Google Merchant Center Automated Discounts: How Dynamic Promotions Work
Google's automated discounts program allows Merchant Center to dynamically adjust the prices shown on Shopping ads when it predicts a lower price would increase conversion probability. This is a Google-controlled feature, separate from promotions you manually set up. Understanding how it works and what errors it creates is important for sellers who want control over their pricing presentation.
What Automated Discounts Are
Automated discounts (formerly called Dynamic promotions in some markets) let Google automatically show a sale price on your Shopping ad without you creating a promotion manually. Google uses its own pricing signals to decide when to apply a discount badge. The discount is funded by you as the seller: Google effectively shows a lower price and charges you accordingly. You can opt into or out of automated discounts in your Merchant Center account settings under Promotions.
Manual Promotions vs. Automated Discounts
Manual promotions require you to submit a promotions feed with specific discount codes, percentage offs, or buy-one-get-one offers. They appear as the "Special Offer" annotation on Shopping ads. Automated discounts are controlled by Google and applied algorithmically. They appear as a strikethrough price with the discounted price shown. Both can increase click-through rate, but they operate differently in your Merchant Center account and require different setup and maintenance.
Setting Up a Promotions Feed
To run manual promotions, you need a promotions feed submitted to Merchant Center. The feed format is a CSV or XML file with required fields: promotion ID, product applicability (all products or specific IDs), offer type (generic promotion, discount, free gift, free shipping), long title, and redemption channel. Promotions must be active for at least 24 hours and no longer than six months. A common error is submitting promotions with end dates in the past or start dates in the future without accounting for the processing delay. Allow at least 48 hours for a promotion to go live.
Common Promotion Errors in Merchant Center
The most frequent promotion errors are: invalid promotion IDs (must match exactly between the product feed and promotions feed), missing required fields, promotions applied to products that are not approved or are suspended, and price discrepancies where the sale price in the promotions feed does not match the sale price on the landing page. Price discrepancies are checked automatically and cause the promotion to be disapproved. Fix by ensuring your landing page price matches the promotion's offered price exactly during the active promotion period.

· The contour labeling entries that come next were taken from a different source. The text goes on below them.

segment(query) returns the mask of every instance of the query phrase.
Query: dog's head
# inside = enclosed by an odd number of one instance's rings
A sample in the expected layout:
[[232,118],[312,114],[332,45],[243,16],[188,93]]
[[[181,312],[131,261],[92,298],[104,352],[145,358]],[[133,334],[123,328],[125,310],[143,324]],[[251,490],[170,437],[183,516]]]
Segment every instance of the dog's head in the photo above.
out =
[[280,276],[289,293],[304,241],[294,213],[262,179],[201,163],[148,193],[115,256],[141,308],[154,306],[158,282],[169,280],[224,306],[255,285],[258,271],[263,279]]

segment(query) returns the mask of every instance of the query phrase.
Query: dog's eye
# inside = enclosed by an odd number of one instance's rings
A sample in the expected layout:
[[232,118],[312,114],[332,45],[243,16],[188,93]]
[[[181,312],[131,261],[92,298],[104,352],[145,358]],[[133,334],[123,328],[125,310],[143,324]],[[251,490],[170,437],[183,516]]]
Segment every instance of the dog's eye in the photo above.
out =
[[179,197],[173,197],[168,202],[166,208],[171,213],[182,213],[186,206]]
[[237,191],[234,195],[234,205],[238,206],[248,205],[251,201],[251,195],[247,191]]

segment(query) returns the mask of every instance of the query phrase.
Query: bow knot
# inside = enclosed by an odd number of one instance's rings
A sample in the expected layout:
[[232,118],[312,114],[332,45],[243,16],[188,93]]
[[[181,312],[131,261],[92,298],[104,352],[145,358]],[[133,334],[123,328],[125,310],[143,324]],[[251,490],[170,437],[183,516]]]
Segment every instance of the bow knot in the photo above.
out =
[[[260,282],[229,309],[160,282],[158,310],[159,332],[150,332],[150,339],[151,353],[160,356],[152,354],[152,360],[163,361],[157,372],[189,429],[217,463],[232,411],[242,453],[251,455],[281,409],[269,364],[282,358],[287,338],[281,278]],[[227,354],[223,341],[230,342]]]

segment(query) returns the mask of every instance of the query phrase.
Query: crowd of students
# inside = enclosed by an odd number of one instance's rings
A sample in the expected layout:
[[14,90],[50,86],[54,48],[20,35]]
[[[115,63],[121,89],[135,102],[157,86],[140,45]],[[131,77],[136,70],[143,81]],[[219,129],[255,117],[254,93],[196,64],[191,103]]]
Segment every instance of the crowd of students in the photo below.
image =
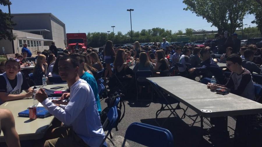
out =
[[[176,68],[180,75],[193,80],[200,75],[210,78],[214,76],[217,84],[208,83],[208,88],[224,89],[254,100],[251,74],[253,72],[260,74],[260,66],[262,64],[261,55],[257,54],[260,53],[257,52],[255,45],[241,48],[240,47],[238,49],[238,54],[233,53],[235,53],[234,50],[229,47],[219,58],[213,59],[210,56],[211,51],[209,47],[182,47],[175,44],[170,45],[164,38],[163,41],[161,44],[151,46],[141,46],[136,41],[133,46],[117,48],[113,47],[111,41],[108,41],[98,52],[91,48],[86,51],[68,49],[59,55],[54,44],[52,50],[38,52],[37,62],[33,72],[35,84],[42,85],[43,75],[46,76],[48,80],[49,76],[52,75],[52,77],[60,77],[66,81],[70,88],[70,93],[63,94],[61,97],[62,99],[70,97],[70,101],[67,102],[49,100],[42,89],[36,95],[39,102],[65,125],[63,127],[58,126],[50,132],[52,133],[54,137],[43,142],[44,146],[100,145],[105,135],[100,121],[101,108],[94,77],[104,67],[106,80],[109,82],[113,80],[114,72],[121,82],[131,87],[134,84],[135,73],[139,71],[151,71],[154,76],[170,76],[172,74],[170,72]],[[33,89],[26,76],[20,70],[20,67],[27,62],[28,56],[28,53],[24,52],[22,55],[16,55],[15,59],[10,58],[0,64],[0,71],[3,73],[0,75],[0,80],[3,81],[0,85],[0,104],[32,96]],[[103,60],[102,56],[105,64],[104,67],[100,61]],[[225,78],[223,71],[217,64],[218,62],[226,64],[227,70],[232,72],[229,79]],[[130,64],[135,64],[132,70],[129,68]],[[178,66],[178,64],[182,66]],[[173,70],[171,71],[170,69]],[[23,90],[26,93],[21,94]],[[0,118],[1,111],[4,111],[0,110]],[[243,118],[242,116],[237,118],[235,136],[239,139],[242,139],[243,136],[238,138],[241,136],[240,134],[243,133],[243,123],[241,122],[248,121]],[[215,122],[215,132],[225,133],[226,130],[219,127],[222,123],[220,123],[226,119],[224,118],[217,119],[216,121],[212,121]],[[13,120],[10,121],[14,124]],[[70,124],[72,127],[66,126]],[[63,137],[60,137],[65,131],[66,134],[63,134]],[[17,136],[15,133],[12,134],[13,136]],[[238,141],[241,142],[241,139]],[[8,143],[7,141],[7,143]]]

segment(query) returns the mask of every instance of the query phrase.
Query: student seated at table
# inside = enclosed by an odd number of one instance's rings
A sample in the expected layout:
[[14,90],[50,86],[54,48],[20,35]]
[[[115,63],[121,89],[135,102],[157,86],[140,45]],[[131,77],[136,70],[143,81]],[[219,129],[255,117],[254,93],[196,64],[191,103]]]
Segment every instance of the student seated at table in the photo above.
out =
[[6,72],[6,60],[2,61],[0,63],[0,74],[3,74]]
[[139,56],[139,61],[136,64],[133,71],[135,73],[137,71],[151,70],[153,72],[154,67],[149,60],[146,53],[141,53]]
[[24,59],[22,61],[22,63],[27,63],[28,62],[28,60],[26,59],[26,57],[27,57],[27,53],[26,52],[24,52],[23,53],[22,55],[24,57]]
[[[220,85],[211,84],[208,83],[208,88],[213,89],[218,88],[224,89],[231,93],[254,100],[254,88],[251,73],[242,66],[242,59],[240,56],[236,54],[231,55],[226,58],[227,66],[232,72],[226,84]],[[248,119],[250,119],[252,117],[251,116],[249,115],[237,116],[234,137],[235,143],[238,145],[235,146],[239,146],[241,144],[246,144],[246,142],[245,142],[246,141],[247,138],[246,132],[250,120],[248,120]],[[211,123],[213,122],[215,125],[215,130],[227,131],[224,130],[224,128],[223,129],[222,126],[226,121],[224,118],[220,117],[214,119],[215,121],[211,120]]]
[[220,59],[219,60],[218,62],[219,63],[226,63],[226,58],[231,55],[233,51],[233,49],[231,47],[228,47],[226,48],[226,53],[223,54],[221,56],[221,57],[220,57]]
[[8,110],[0,109],[0,135],[1,130],[8,146],[20,146],[19,137],[15,130],[15,119]]
[[[70,55],[70,56],[72,56],[76,58],[78,61],[79,62],[79,68],[78,71],[78,76],[80,78],[85,80],[87,83],[90,85],[93,92],[95,98],[95,101],[96,101],[96,105],[97,106],[97,109],[98,112],[100,114],[101,111],[101,105],[100,104],[100,101],[99,99],[99,96],[98,94],[98,88],[97,86],[97,83],[96,81],[94,76],[86,71],[85,71],[85,59],[84,57],[84,55],[81,55],[77,53],[72,53]],[[63,94],[61,97],[61,99],[67,99],[69,98],[70,96],[70,93],[66,93]],[[66,103],[63,103],[60,101],[53,101],[54,103],[58,104],[67,104],[68,102],[65,102]],[[61,103],[62,102],[62,103]]]
[[183,55],[181,55],[180,58],[179,59],[179,62],[182,64],[183,67],[178,67],[178,71],[179,72],[185,74],[185,73],[187,69],[187,66],[185,64],[188,63],[189,61],[189,57],[190,55],[190,50],[186,48],[183,51]]
[[58,65],[59,74],[70,89],[68,104],[55,104],[42,88],[36,97],[50,113],[71,126],[56,128],[52,134],[54,139],[46,141],[43,146],[99,146],[105,134],[93,90],[78,76],[78,61],[73,56],[64,56],[60,59]]
[[201,50],[201,48],[199,47],[194,48],[193,55],[189,57],[189,63],[191,64],[192,68],[199,67],[199,64],[201,62],[201,59],[199,57]]
[[[24,74],[19,72],[19,62],[10,58],[6,61],[5,66],[6,72],[0,75],[0,104],[32,96],[33,89]],[[23,90],[27,93],[20,94]]]
[[252,62],[254,58],[254,53],[250,49],[246,50],[244,52],[245,59],[242,61],[242,66],[247,69],[251,74],[256,72],[258,74],[260,74],[261,69],[257,65]]
[[43,55],[38,56],[37,60],[37,63],[34,68],[33,74],[34,81],[37,85],[43,85],[42,78],[43,75],[46,75],[47,64],[46,62],[46,58]]
[[99,60],[97,54],[94,52],[92,52],[89,54],[89,56],[92,67],[96,69],[98,71],[102,70],[103,66],[101,62]]
[[211,78],[212,76],[214,76],[217,83],[223,83],[224,77],[222,70],[216,63],[210,59],[209,51],[203,48],[200,53],[202,60],[200,64],[201,67],[191,68],[189,69],[189,72],[193,73],[195,71],[198,73],[201,71],[203,73],[203,77]]

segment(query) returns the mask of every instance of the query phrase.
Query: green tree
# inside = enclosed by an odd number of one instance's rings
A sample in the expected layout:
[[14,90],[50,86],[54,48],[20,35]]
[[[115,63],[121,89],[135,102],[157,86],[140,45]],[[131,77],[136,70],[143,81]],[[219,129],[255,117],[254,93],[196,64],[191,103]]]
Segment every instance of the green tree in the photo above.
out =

Promotions and Account Suspension Risk
Promotions themselves rarely cause account suspensions. However, misleading promotions that show a "discount" based on an artificially inflated reference price do trigger policy violations. If your standard price is never actually charged at the "original" price level, and you show it as a markdown, Google considers this price inflation. This falls under the Misrepresentation policy and can cause account-level suspension if repeated. Only show markdowns from prices that were genuinely charged for a meaningful period.